0

I have nested lists and dicts returned from an API. The last three keys in each ["lexicalEntries"][0] dict is a legend for all the definitions in the associated "entries".

dd = {
    "metadata": {...},
    "results": [
        {
            "lexicalEntries": [
                {
                    "entries": [
                        ...definitions
                    ],
                    "language": "en-us",
                    "lexicalCategory": {"id": "noun", "text": "Noun"},
                    "text": "school",
                },
                {
                    "entries": [
                        ...more definitions
                    ],
                    "language": "en-us",
                    "lexicalCategory": {"id": "verb", "text": "Verb"},
                    "text": "school",
                },
            ],
        },
        {
            "lexicalEntries": [
                {
                    "entries": [
                        ...more definitions
                    ],
                    "language": "en-us",
                    "lexicalCategory": {"id": "noun", "text": "Noun"},
                    "text": "school",
                },
                {
                    "entries": [
                        ...more definitions
                    ],
                    "language": "en-us",
                    "lexicalCategory": {"id": "verb", "text": "Verb"},
                    "text": "school",
                },
            ],
        },
    ],
}

The code that extracts the definitions:

def gen_dict_extract(key, var):
    if hasattr(var, "items"):
        for k, v in var.items():
            if k == key:
                yield v
            if isinstance(v, dict):
                for result in gen_dict_extract(key, v):
                    yield result
            elif isinstance(v, list):
                for d in v:
                    for result in gen_dict_extract(key, d):
                        yield result


count = len(list(gen_dict_extract("definitions", dd)))
gendList = list(gen_dict_extract("definitions", dd))
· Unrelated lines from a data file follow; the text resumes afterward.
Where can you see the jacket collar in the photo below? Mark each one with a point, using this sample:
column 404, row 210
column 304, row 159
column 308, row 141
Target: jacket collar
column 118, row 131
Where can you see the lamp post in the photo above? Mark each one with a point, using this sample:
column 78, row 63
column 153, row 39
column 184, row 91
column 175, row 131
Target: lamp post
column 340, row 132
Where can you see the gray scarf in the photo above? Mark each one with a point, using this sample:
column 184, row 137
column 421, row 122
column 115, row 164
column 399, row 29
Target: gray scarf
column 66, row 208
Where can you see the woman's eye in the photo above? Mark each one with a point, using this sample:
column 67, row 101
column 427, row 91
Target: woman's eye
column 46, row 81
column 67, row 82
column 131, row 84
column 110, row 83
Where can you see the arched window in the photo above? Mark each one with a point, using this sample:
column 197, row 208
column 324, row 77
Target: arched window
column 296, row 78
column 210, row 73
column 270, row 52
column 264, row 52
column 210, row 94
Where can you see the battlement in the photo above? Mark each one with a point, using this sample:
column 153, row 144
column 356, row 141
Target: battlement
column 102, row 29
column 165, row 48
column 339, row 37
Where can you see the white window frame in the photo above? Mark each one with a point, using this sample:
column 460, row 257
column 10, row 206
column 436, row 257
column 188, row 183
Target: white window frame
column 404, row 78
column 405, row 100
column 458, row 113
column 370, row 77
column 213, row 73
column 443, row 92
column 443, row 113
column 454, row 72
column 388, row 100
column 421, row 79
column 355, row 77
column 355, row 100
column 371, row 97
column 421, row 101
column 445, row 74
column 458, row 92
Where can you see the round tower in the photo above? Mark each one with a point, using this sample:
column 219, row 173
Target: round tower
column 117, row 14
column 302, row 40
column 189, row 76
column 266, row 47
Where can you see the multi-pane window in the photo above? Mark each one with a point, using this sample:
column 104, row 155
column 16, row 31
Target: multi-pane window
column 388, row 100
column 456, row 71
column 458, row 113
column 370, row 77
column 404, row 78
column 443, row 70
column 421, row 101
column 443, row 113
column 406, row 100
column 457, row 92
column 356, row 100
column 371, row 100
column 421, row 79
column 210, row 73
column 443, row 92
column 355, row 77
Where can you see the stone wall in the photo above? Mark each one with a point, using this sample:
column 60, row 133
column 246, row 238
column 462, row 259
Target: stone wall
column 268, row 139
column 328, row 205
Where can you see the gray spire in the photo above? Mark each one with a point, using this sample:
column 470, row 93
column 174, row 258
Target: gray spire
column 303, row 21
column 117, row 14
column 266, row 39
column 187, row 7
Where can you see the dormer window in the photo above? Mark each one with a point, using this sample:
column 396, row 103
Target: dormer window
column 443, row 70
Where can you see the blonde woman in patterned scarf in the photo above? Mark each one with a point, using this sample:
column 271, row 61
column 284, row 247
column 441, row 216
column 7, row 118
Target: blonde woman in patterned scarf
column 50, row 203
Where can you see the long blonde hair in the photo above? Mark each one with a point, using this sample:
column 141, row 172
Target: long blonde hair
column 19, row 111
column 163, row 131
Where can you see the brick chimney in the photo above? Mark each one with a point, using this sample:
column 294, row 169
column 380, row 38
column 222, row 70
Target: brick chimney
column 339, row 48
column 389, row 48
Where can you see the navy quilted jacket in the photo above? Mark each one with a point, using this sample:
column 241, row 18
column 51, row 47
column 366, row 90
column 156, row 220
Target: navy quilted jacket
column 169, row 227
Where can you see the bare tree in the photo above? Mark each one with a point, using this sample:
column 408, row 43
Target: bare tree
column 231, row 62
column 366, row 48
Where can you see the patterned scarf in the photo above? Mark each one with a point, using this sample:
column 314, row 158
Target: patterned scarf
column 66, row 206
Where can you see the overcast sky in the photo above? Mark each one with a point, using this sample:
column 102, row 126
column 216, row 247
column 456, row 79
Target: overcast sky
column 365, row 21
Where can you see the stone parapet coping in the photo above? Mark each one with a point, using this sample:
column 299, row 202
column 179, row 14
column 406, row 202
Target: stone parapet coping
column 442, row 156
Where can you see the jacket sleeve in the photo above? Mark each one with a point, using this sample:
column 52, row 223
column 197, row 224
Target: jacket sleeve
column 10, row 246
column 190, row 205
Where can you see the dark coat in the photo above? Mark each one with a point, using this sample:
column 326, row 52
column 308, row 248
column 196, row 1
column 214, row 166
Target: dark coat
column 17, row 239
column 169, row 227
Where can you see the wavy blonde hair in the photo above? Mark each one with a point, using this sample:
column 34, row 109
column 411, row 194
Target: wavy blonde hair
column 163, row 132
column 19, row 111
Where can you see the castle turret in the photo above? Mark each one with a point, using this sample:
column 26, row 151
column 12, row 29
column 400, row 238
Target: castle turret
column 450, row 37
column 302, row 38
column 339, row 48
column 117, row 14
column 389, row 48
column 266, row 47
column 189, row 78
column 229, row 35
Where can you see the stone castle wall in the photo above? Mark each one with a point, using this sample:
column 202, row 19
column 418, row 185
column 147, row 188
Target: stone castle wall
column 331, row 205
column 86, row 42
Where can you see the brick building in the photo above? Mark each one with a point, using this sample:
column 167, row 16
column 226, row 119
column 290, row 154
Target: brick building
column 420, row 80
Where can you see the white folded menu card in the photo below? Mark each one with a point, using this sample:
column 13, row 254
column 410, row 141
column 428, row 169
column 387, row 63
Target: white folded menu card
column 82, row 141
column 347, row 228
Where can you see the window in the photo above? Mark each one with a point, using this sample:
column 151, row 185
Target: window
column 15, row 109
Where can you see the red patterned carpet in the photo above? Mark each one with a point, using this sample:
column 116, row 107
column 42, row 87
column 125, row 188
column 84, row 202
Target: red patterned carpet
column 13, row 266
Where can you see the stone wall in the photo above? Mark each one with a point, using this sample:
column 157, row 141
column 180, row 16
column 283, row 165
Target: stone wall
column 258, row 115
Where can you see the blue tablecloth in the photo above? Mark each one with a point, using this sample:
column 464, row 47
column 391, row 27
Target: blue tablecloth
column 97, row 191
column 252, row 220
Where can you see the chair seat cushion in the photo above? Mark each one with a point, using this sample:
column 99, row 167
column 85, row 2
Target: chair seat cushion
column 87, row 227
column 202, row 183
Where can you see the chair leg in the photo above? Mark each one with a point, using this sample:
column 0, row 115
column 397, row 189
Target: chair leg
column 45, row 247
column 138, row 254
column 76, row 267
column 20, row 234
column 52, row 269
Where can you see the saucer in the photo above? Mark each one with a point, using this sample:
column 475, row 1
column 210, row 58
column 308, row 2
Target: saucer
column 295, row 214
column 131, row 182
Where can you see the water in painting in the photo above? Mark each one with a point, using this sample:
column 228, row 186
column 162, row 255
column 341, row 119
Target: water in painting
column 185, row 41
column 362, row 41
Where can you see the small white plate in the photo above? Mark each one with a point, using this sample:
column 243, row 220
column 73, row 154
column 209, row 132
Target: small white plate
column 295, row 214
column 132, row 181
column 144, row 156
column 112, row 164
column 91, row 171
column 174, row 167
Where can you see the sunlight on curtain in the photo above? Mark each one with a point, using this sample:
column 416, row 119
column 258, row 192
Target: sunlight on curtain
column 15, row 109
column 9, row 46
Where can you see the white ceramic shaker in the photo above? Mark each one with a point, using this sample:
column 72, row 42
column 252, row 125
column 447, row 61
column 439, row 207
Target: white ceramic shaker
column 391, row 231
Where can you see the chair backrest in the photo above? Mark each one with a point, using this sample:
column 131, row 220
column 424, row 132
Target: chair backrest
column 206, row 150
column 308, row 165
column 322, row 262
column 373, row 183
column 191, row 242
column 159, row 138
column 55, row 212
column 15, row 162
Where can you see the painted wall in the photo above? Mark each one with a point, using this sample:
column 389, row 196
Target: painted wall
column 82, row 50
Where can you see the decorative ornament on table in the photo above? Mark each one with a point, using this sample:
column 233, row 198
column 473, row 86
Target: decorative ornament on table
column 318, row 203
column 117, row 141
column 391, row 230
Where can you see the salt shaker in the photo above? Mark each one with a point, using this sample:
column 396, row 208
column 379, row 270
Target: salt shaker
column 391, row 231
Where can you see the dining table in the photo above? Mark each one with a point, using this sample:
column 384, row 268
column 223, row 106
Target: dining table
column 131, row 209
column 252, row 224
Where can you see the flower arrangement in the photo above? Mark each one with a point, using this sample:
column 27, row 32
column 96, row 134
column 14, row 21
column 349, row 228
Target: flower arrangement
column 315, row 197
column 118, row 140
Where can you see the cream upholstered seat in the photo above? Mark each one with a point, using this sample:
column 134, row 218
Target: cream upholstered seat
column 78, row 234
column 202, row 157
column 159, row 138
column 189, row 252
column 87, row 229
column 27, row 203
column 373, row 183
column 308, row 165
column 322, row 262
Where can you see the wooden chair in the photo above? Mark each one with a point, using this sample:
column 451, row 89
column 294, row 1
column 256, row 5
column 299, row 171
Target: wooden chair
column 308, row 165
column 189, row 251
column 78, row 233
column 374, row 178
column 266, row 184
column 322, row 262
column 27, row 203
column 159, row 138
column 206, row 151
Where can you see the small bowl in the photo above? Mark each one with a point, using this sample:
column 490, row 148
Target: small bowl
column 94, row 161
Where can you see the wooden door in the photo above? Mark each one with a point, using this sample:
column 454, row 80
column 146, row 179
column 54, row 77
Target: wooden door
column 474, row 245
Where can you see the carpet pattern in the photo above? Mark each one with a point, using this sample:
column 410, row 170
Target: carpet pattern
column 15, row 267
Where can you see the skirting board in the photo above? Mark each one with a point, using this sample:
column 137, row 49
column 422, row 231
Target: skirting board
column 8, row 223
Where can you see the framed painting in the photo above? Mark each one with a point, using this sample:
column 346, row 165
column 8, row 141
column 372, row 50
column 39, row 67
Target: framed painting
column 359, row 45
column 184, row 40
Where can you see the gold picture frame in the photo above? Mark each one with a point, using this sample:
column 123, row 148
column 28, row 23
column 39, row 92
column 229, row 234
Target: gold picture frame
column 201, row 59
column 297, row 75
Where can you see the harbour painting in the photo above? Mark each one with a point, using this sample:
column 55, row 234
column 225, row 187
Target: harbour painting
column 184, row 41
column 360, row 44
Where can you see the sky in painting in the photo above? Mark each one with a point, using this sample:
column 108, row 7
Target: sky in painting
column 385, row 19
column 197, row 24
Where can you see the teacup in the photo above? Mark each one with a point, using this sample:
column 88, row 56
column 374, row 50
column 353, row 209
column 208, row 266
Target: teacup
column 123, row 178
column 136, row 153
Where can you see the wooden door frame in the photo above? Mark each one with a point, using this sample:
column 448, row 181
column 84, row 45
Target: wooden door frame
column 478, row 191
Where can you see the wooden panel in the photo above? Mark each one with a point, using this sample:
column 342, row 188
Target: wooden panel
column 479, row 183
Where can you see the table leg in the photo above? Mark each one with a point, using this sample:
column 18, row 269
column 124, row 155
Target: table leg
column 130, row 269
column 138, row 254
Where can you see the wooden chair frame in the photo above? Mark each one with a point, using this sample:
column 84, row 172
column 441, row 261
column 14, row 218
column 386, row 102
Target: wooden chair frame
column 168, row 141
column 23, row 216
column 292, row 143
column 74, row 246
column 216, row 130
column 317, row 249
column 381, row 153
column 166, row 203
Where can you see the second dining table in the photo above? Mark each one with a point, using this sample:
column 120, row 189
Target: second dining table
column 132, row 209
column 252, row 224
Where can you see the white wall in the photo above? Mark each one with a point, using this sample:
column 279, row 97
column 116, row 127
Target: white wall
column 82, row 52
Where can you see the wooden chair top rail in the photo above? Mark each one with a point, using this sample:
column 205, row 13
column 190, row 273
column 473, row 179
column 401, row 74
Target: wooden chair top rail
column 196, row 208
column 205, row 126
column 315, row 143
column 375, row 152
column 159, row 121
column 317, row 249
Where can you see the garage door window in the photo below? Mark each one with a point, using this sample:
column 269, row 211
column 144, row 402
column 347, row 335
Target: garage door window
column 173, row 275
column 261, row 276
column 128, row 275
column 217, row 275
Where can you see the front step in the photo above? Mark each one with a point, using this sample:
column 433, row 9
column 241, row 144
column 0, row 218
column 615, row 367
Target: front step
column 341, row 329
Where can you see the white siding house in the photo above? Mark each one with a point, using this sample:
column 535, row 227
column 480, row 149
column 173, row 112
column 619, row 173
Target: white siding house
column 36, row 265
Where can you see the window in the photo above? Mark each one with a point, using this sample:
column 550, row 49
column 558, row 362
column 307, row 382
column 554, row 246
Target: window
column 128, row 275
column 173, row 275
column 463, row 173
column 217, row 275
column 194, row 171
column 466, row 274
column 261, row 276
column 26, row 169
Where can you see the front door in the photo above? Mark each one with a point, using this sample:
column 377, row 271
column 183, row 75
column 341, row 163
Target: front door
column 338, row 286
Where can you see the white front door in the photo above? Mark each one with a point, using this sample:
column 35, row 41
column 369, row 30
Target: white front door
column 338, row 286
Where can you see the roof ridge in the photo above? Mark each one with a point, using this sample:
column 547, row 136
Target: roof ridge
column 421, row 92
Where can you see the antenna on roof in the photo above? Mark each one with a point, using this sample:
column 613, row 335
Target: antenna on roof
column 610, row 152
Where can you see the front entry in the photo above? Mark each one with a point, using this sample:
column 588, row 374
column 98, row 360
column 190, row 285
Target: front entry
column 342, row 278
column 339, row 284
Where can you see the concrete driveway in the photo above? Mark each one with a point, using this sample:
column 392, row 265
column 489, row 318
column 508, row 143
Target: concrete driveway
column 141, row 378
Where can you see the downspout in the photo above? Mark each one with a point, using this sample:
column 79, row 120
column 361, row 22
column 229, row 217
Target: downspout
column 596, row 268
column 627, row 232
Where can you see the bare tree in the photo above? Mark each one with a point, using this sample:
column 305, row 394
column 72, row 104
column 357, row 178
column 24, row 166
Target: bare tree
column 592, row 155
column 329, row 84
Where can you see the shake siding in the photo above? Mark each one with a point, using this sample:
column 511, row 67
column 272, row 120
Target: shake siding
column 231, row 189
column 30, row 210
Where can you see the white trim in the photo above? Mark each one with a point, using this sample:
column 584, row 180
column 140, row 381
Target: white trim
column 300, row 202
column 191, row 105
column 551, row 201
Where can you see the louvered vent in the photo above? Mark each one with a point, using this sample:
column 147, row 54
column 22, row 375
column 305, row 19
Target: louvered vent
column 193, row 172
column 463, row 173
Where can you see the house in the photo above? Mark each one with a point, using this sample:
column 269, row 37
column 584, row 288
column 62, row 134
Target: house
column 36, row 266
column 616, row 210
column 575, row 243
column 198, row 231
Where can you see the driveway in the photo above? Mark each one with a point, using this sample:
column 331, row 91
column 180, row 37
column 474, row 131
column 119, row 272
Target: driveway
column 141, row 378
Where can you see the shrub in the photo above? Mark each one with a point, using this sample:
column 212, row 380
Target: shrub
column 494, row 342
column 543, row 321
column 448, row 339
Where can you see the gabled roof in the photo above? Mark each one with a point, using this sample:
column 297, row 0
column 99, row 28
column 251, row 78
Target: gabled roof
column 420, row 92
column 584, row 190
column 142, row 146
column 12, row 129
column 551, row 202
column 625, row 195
print(f"\nResults: {count}\n")

x = 1
for i in gendList:
    print(f"{x}. {i[0].capitalize()}.\n")
    x += 1

It prints this:

Results: 13

1. An institution for educating children.

2. The buildings used by an institution for educating children.

3 - 11

12. A large group of fish or sea mammals.

13. (of fish or sea mammals) form a large group.

I want it to print this example output:

Results: 13

Noun

1. An institution for educating children.

2 - 9

Verb

10. Send to school; educate.

11 - 13

Here's the full API result:

{'id': 'school', 'metadata': {'operation': 'retrieve', 'provider': 'Oxford University Press', 'schema': 'RetrieveEntry'}, 'results': [{'id': 'school', 'language': 'en-us', 'lexicalEntries': [{'entries': [{'homographNumber': '100', 'senses': [{'definitions': ['an institution for educating children'], 'id': 'm_en_gbus0907270.006', 'subsenses': [{'definitions': ['the buildings used by an institution 
for educating children'], 'id': 'm_en_gbus0907270.009'}, {'definitions': ['the students and staff of a school'], 'id': 'm_en_gbus0907270.010'}, {'definitions': 
["a day's work at school"], 'id': 'm_en_gbus0907270.012'}]}, {'definitions': ['any institution at which instruction is given in a particular discipline'], 'id': 'm_en_gbus0907270.016', 'subsenses': [{'definitions': ['a university'], 'id': 'm_en_gbus0907270.017'}, {'definitions': ['a department or faculty of a college concerned with a particular subject of study'], 'id': 'm_en_gbus0907270.018'}]}, 
{'definitions': ['a group of people, particularly writers, artists, or philosophers, sharing the same or similar ideas, methods, or style'], 'id': 'm_en_gbus0907270.020', 'subsenses': [{'definitions': ['a style, approach, or method of a specified character'], 'id': 'm_en_gbus0907270.021'}]}]}], 'language': 'en-us', 'lexicalCategory': {'id': 'noun', 'text': 'Noun'}, 'text': 'school'}, {'entries': [{'homographNumber': '101', 'senses': [{'definitions': ['send to school; educate'], 'id': 'm_en_gbus0907270.041', 'subsenses': [{'definitions': ['train or discipline (someone) in a particular skill or activity'], 'id': 'm_en_gbus0907270.047'}]}]}], 'language': 'en-us', 'lexicalCategory': {'id': 'verb', 'text': 'Verb'}, 
'text': 'school'}], 'type': 'headword', 'word': 'school'}, {'id': 'school', 'language': 'en-us', 'lexicalEntries': [{'entries': [{'homographNumber': '200', 'senses': [{'definitions': ['a large group of fish or sea mammals'], 'id': 'm_en_gbus0907280.005'}]}], 'language': 'en-us', 'lexicalCategory': {'id': 'noun', 'text': 'Noun'}, 'text': 'school'}, {'entries': [{'homographNumber': '201', 'senses': 
[{'definitions': ['(of fish or sea mammals) form a large group'], 'id': 'm_en_gbus0907280.009'}]}], 'language': 'en-us', 'lexicalCategory': {'id': 'verb', 'text': 'Verb'}, 'text': 'school'}], 'type': 'headword', 'word': 'school'}], 'word': 
'school'}

The association that I want to maintain is the part of speech (e.g. noun or verb). And I want to print it as shown above in the example output.

I don't know the best approach to this problem. Please help a newbie. Even if you can just direct me on how to go about solving this problem.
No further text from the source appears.